Renforcer la droite, la social-démocratie et les verts font ça très bien tout seuls, ils n’ont pas besoin de la gauche radicale pour cela. C’est la grande leçon du Portugal, de l’Espagne, de la Grèce, de l’Allemagne, de l’Italie, de la Grande-Bretagne : dans tous ces pays, la politique social-libérale des PS a fini par paver le chemin d’une droite qui, dès que possible, s’est passée de la social-démocratie pour redoubler de violence dans l’offensive capitaliste contre les acquis sociaux, et s’attaquer en plus à des acquis démocratiques tels que le droit à l’avortement.
L’exemple grec
Le pays qui montre le plus nettement la fausseté du raisonnement de Paul Magnette est évidemment la Grèce : en suivant la théorie de MM. Magnette et Delwit, il faudrait accuser Syriza de la chute de Papandréou et de l’arrivée au pouvoir de Samaras. Il saute aux yeux que c’est ridicule. La réalité est que le Pasok s’est tué tout seul mais que, grâce à Syriza, il existe encore en Grèce quelque chose qui ressemble à une gauche, et qui est même en tête des intentions de vote…

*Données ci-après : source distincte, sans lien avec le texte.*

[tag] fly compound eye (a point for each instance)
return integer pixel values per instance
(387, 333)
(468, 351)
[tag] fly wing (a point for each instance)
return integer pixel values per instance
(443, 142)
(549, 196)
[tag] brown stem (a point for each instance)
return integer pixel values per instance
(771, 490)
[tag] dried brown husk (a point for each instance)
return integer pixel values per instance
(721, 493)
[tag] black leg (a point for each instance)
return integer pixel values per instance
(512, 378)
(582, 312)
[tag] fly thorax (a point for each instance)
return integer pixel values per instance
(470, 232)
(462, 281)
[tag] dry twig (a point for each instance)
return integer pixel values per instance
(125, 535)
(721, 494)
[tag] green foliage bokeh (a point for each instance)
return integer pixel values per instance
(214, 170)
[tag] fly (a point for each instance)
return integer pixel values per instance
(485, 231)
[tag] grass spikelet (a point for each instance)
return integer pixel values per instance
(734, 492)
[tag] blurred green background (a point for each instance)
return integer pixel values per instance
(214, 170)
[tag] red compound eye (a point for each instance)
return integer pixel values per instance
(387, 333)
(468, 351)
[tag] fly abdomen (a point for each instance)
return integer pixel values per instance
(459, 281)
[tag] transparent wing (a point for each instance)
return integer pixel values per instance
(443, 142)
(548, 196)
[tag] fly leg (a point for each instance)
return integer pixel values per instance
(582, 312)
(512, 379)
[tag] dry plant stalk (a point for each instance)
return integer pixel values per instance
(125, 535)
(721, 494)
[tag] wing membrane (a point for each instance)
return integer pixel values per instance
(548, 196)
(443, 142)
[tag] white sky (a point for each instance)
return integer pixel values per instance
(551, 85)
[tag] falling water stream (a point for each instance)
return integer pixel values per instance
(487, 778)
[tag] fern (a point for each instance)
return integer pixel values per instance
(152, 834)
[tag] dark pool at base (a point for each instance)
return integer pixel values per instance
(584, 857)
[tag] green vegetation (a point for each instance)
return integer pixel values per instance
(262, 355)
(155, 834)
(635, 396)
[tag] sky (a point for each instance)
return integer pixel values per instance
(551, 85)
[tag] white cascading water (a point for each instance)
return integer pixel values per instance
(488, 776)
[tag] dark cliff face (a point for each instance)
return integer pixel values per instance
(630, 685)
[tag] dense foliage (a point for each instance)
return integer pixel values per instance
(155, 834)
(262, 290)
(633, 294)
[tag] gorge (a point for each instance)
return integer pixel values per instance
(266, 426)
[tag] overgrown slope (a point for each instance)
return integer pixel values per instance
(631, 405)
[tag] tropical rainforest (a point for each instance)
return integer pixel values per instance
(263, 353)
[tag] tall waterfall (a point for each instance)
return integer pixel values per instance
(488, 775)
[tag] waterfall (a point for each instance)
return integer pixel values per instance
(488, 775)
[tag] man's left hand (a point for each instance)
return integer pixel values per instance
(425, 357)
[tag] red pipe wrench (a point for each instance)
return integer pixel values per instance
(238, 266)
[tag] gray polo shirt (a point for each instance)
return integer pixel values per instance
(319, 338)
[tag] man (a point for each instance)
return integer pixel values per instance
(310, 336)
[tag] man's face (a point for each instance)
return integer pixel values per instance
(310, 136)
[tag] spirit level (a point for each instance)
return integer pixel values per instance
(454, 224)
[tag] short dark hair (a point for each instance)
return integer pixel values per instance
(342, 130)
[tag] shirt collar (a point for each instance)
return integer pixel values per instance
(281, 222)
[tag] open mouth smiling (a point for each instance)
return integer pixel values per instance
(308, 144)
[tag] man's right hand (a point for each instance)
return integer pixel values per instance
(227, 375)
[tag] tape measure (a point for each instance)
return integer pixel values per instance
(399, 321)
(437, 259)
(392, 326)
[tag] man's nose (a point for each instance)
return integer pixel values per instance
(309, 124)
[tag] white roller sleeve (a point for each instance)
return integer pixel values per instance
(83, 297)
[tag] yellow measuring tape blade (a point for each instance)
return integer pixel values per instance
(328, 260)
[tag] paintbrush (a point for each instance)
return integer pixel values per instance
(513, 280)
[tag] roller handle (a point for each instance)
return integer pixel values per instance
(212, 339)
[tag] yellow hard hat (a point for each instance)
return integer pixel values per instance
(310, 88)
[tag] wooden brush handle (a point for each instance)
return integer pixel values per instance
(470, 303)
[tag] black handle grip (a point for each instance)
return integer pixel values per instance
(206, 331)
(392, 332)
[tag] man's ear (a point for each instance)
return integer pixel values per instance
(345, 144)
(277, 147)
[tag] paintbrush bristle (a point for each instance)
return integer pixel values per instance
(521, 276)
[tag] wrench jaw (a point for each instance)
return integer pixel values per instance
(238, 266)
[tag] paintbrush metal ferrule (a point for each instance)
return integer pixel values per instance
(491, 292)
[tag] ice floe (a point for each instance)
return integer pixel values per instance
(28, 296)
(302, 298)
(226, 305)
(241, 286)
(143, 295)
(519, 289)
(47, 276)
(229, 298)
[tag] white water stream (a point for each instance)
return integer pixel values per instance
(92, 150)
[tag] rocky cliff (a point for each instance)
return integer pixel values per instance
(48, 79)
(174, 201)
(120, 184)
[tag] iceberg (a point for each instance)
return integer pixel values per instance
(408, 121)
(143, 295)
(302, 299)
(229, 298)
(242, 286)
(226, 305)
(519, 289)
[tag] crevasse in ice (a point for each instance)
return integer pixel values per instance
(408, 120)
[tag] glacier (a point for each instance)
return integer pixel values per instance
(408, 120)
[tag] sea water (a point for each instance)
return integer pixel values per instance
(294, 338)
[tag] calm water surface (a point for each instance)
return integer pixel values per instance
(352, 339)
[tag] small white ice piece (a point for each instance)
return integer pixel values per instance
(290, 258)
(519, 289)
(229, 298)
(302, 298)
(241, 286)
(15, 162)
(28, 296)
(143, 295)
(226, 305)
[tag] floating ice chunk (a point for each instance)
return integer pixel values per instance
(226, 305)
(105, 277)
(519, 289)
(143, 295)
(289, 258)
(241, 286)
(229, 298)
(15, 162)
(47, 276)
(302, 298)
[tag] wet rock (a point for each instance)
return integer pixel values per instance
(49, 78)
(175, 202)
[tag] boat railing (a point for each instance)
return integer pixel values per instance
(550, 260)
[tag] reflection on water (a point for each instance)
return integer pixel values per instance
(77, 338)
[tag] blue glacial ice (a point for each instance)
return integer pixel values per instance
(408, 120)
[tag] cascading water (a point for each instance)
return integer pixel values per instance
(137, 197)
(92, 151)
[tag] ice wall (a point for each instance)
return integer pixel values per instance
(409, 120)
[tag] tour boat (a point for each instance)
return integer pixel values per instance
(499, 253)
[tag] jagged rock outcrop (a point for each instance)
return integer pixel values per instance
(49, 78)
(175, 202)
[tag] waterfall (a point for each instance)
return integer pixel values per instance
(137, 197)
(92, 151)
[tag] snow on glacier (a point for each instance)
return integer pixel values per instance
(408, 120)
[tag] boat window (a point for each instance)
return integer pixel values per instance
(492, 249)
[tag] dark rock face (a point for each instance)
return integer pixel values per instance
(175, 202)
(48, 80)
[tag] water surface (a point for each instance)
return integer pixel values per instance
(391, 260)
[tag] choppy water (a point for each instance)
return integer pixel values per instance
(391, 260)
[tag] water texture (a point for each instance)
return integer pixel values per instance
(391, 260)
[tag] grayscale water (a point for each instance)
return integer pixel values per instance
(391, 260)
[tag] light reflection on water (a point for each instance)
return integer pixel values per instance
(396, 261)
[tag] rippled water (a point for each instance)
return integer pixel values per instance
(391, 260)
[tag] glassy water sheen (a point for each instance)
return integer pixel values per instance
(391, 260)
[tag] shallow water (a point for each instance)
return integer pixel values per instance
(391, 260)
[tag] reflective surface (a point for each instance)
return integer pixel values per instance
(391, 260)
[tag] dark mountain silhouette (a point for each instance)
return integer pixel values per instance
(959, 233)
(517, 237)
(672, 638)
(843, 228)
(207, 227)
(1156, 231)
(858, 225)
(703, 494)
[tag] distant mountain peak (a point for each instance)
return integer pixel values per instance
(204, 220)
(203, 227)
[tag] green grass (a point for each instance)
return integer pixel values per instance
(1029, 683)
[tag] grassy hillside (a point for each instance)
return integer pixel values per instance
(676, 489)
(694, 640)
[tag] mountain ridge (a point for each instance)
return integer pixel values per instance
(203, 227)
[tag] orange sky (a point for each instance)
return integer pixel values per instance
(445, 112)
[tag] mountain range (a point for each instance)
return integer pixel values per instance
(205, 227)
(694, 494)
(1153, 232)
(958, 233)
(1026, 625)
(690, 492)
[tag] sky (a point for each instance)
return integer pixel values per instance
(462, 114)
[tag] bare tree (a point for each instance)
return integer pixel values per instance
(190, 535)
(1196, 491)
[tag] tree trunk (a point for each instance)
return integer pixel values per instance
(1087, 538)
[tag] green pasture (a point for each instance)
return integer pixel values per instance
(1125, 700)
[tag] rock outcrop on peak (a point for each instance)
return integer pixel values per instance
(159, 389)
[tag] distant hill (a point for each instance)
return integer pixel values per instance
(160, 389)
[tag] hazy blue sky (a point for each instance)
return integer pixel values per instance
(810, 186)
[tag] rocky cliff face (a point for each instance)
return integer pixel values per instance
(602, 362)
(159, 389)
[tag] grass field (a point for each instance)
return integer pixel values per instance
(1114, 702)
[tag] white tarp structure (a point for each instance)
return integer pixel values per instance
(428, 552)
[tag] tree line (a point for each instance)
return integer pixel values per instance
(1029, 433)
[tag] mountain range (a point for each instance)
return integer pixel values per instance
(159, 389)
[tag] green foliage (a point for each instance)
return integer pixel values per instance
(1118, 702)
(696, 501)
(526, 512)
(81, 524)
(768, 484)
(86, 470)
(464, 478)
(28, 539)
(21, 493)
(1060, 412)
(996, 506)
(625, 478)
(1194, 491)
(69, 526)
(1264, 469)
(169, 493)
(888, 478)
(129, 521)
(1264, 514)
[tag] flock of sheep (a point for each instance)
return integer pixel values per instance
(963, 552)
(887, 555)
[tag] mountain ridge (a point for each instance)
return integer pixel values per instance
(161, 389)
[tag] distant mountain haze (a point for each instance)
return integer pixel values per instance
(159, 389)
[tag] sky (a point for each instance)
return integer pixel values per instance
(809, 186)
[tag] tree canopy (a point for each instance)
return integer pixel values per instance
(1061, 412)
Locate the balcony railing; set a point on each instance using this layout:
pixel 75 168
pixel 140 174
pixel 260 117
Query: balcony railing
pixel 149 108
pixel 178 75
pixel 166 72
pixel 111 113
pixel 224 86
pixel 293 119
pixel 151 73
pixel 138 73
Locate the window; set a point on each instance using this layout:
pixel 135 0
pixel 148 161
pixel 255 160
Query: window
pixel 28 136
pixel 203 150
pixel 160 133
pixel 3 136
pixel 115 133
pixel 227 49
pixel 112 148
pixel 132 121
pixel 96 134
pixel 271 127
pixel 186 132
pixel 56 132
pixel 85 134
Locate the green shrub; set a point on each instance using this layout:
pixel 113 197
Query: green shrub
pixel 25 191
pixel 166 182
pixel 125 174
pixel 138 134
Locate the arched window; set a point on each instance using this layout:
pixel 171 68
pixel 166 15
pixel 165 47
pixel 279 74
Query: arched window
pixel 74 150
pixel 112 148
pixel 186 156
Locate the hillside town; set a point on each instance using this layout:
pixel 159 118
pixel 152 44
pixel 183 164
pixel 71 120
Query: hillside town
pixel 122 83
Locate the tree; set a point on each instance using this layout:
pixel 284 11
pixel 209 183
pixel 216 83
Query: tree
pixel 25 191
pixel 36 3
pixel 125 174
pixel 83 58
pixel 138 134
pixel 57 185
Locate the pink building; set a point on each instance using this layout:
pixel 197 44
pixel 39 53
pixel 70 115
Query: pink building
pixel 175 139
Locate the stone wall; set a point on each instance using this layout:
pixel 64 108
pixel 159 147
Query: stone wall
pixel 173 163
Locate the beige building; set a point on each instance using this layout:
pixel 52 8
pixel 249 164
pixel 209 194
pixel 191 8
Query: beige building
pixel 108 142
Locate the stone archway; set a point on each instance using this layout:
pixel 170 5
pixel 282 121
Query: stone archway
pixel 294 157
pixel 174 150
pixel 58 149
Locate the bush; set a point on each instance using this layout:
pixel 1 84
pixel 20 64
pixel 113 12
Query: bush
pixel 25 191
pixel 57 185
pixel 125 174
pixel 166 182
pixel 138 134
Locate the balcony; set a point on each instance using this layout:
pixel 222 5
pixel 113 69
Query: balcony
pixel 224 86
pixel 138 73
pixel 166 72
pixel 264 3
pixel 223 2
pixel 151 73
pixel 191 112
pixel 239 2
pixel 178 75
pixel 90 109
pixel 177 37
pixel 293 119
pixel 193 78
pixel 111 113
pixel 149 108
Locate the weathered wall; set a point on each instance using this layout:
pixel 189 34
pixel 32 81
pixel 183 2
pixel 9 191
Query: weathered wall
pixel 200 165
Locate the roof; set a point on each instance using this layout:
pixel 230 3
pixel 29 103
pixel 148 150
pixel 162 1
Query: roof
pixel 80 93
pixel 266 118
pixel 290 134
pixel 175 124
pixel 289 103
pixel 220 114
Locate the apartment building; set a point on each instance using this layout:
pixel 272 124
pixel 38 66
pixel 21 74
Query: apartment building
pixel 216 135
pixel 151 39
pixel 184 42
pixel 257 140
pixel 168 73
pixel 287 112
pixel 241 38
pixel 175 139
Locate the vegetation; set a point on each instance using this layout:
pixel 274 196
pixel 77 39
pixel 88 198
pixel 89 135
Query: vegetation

Les peuples tardent à tirer les leçons de la Grèce, de sorte que la série noire des droites qui arrivent au pouvoir grâce à la social-démocratie n’est malheureusement pas finie. Le scénario qu’on a connu au Portugal, en Espagne et ailleurs risque fort de se répéter demain en France -dans des conditions plus dangereuses que partout ailleurs, vu la poussée du Front national et la droitisation accélérée de l’UMP.
Oui, il y a un danger de droite
Et chez nous, qu’en est-il ? Eh bien, en simplifiant on peut dire que le scénario s’est déjà produit en Flandre, puisque le Sp.a a tellement déçu sa base sociale qu’une bonne partie de celle-ci est partie au… Vlaams Belang. La question n’est pas de savoir s’il se reproduira au niveau du pays, mais quand cela se fera.
La Flandre vote à droite et la NVA rêve de faire sa jonction avec le MR pour jeter le PS hors du gouvernement. Ce n’est pas un scoop. En espérant que sa politique libérale permettra de couper l’herbe sous les pieds de Bart de Wever, Di Rupo se fourre le doigt dans l’œil jusqu’à l’omoplate. Cette stratégie stupide expose la gauche à un danger majeur, on risque de s’en apercevoir très bientôt.
Oui, il y a une très sérieuse menace de droite en Europe et en Belgique. La cause principale est la politique néolibérale de la social-démocratie, qui sème la misère, le désespoir, et fait disparaître tous les repères. Le fait que M. Magnette va jusqu’à bidouiller les sondages pour défendre cette politique envers et contre tout ne prouve en réalité qu’une chose: l’urgence de jeter toutes les forces de gauche dans la bataille pour que les listes PTB-GO ! fassent le meilleur résultat possible.